「続日本紀」に登場の古代山城「茨城」の推定地 福山市加茂の住民が案内掲示板設置

案内掲示板の完成を喜ぶ瀬良さん㊥と粟木原さん㊨たち

 広島県福山市加茂町の広瀬交流館前に、「続日本紀」に登場する約1300年前の古代山城「茨城」の推定地の案内掲示板が完成した。福山市などの郷土史愛好家でつくる備陽史探訪の会による推定地の発表以降、県内外の古代山城の愛好家が相次ぎ来訪していることを受け地域住民が寄贈した。
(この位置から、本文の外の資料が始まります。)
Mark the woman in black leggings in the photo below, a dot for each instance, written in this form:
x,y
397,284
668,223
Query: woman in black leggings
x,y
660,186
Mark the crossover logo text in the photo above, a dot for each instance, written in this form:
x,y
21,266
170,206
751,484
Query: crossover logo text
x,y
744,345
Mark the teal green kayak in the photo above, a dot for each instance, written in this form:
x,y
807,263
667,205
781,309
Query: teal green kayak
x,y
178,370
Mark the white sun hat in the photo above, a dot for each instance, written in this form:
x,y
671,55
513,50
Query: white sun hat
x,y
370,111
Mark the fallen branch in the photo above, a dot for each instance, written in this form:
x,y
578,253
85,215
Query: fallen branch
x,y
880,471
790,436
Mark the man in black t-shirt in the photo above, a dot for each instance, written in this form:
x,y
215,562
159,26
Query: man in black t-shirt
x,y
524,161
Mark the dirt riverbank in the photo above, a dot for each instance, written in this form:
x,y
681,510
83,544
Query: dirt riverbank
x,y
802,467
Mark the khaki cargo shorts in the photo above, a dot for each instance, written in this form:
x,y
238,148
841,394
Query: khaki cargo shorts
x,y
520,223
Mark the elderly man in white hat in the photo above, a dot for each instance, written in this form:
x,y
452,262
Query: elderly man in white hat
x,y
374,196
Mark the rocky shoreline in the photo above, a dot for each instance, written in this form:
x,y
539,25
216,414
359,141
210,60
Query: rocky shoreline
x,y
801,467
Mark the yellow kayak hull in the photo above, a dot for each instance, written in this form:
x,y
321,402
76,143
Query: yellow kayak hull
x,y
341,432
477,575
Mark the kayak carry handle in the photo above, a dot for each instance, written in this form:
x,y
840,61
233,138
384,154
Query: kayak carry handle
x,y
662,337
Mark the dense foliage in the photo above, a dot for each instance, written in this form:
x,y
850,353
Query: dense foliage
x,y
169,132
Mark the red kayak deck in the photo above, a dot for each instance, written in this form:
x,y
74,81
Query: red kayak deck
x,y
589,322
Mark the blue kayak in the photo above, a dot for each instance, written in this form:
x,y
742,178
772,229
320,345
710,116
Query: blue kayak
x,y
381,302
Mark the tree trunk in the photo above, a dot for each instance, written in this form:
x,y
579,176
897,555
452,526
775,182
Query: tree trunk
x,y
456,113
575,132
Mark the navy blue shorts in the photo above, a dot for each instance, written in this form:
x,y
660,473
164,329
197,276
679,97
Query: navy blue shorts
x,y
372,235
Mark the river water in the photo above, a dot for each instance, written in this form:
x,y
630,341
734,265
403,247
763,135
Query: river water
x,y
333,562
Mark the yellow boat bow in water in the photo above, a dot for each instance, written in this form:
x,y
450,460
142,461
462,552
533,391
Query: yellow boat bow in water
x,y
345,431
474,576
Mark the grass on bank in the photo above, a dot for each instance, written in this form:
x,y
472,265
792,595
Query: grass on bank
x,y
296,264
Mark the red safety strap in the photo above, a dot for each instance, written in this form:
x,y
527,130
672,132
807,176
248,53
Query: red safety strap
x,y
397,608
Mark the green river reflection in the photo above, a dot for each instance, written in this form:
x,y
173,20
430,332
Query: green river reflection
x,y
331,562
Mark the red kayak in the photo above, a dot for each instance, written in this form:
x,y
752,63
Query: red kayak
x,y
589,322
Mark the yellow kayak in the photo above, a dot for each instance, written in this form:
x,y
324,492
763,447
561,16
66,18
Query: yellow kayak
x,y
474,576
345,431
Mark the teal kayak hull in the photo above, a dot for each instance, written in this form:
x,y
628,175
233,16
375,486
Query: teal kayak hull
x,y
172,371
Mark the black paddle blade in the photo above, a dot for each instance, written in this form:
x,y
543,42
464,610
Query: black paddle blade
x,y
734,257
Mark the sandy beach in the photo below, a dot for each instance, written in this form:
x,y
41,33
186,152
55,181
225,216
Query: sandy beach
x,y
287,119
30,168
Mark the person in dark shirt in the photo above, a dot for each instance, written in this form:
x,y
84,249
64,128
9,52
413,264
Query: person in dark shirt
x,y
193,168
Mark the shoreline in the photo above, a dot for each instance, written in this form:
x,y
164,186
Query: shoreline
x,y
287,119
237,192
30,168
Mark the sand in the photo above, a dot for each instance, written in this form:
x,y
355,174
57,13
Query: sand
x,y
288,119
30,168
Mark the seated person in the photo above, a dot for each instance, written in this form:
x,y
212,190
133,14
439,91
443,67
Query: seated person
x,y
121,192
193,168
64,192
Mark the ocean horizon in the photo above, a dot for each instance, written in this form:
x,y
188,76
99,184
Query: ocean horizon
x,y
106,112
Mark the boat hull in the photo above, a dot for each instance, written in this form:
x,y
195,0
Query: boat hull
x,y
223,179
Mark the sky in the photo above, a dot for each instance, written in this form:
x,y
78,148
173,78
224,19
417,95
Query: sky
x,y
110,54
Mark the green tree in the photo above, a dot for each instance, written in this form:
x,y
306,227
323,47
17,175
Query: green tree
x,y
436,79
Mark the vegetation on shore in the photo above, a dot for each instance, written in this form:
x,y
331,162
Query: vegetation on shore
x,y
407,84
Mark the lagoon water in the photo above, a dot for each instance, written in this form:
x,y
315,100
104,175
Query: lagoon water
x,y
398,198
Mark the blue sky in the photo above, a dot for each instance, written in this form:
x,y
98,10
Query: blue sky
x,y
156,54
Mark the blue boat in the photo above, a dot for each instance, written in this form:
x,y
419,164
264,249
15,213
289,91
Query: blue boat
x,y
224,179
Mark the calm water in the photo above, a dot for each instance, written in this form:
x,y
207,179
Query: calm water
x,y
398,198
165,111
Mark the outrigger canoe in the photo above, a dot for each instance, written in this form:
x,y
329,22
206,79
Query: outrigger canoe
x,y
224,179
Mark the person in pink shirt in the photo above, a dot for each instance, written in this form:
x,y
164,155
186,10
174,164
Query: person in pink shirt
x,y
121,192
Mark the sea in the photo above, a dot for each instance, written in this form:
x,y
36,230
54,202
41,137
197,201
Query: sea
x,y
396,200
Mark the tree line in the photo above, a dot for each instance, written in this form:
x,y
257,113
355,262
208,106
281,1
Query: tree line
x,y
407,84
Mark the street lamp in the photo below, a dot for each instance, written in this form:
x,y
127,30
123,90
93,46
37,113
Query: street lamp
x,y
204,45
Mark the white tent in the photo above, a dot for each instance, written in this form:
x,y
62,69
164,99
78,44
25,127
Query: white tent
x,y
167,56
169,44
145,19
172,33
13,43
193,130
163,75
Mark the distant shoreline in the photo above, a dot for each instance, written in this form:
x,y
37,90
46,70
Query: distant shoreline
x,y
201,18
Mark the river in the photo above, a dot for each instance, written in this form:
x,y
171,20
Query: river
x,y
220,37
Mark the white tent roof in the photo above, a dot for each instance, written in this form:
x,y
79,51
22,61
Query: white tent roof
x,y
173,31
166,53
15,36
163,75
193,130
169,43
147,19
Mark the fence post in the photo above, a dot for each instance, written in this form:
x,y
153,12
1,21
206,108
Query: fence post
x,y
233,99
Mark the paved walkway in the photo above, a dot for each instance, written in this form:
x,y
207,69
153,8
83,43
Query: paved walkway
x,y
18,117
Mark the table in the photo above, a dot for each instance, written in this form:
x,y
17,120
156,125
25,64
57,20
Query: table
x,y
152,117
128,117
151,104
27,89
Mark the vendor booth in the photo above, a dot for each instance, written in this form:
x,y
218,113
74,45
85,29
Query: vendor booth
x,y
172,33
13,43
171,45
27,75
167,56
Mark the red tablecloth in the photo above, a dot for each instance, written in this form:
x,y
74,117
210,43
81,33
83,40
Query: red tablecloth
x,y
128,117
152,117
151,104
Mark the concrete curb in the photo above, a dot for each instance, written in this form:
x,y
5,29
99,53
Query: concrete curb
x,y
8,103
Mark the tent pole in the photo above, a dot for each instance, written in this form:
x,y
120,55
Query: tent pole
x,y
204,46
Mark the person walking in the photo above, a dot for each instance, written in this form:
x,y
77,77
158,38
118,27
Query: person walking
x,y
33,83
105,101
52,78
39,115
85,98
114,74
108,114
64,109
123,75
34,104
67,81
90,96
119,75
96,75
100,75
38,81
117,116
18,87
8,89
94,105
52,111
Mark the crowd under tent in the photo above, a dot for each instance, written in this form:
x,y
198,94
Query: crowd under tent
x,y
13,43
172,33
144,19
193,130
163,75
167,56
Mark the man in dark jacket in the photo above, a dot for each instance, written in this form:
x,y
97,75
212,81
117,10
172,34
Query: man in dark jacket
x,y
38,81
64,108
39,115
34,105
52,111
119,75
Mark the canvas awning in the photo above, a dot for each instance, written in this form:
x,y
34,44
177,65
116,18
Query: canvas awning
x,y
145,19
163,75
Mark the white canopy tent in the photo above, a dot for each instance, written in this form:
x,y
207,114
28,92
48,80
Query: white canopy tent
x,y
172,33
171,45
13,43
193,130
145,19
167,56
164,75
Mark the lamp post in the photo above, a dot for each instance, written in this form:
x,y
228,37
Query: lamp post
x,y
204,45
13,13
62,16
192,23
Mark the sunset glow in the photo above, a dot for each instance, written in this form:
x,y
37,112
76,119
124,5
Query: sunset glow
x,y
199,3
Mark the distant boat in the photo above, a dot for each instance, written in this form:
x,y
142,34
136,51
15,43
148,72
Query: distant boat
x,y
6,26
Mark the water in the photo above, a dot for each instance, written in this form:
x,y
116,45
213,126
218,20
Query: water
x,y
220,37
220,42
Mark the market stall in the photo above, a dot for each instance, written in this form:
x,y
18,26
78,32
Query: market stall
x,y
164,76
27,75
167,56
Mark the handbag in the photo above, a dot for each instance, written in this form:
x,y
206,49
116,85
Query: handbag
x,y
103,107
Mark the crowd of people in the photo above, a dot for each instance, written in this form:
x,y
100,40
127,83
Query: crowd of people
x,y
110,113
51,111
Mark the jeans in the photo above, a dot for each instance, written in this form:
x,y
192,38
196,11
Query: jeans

 掲示板は縦90センチ、横3メートル。同町芋原地区にある1周約3キロの遺構推定地の地図と、住民たちに「芋原の大スキ跡」と呼ばれてきた土塁が、同会と古代山城研究会(東京)の昨春の合同調査で「茨城」の可能性が高いと確認したとの説明文を載せる。町内の先納博之さん(93)が寄付した犂(すき)も飾った。

 3月末にあった除幕式で、広瀬学区まちづくり推進委員会の瀬良繁實(しげみ)会長代行(82)が「来訪者の利便性向上のため案内表示が必要だった。多くの方の協力で完成した」と感謝した。

 案内板を寄贈した加茂町広瀬地区活性化推進委員会の粟木原明人名誉会長(82)は「今後、新たな発見があれば掲示を追加する。茨城を含む地域の史跡ツアーなどで、訪れる人を増やしたい」と話した。